I waited, trying my hardest to remain patient while Eithne attempted first to make herself understood and then in turn to understand the answers they gave.

‘The only time they ever speak to them is when they come to collect each month’s tribute,’ she said. ‘Most days a party comes down from the fort to collect water from the spring, although no one dares disturb them.’

‘What spring?’ I asked.

Eithne translated for me, and after a few moments both husband and wife pointed towards a copse that stood on a rise some distance to the north, which I reckoned could be little more than half a mile from Jarnborg’s gates, if that.
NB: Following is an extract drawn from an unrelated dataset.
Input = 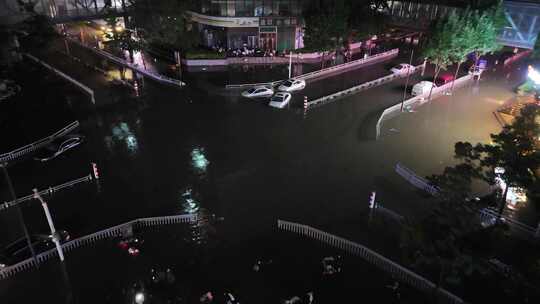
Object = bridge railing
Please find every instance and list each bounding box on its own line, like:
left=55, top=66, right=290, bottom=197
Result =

‘Amidst those trees,’ Eithne said. ‘They come twice every day, perhaps an hour or so after first light, while the fog still lingers, and again at dusk, and lately a third time as well, around midday.’

‘Always at the same times?’

Eithne nodded. ‘It seems so.’

‘How many?’

Again she conferred with the couple, and again I waited for the answer to come back.

‘Three slave-girls, usually, sometimes four, with pails that they carry on poles across their shoulders, together with the same number of guards to stop them from running away.’

‘Danish girls?’ I asked.

Eithne shook her head. ‘Irish, Aife thinks. He brings them back when he returns from his travels, from places across the water. She believes they are badly beaten, since she’s sometimes heard them crying.’

From Dyflin, I’d wager, like Eithne herself. Was it possible that the girls were kinswomen of hers?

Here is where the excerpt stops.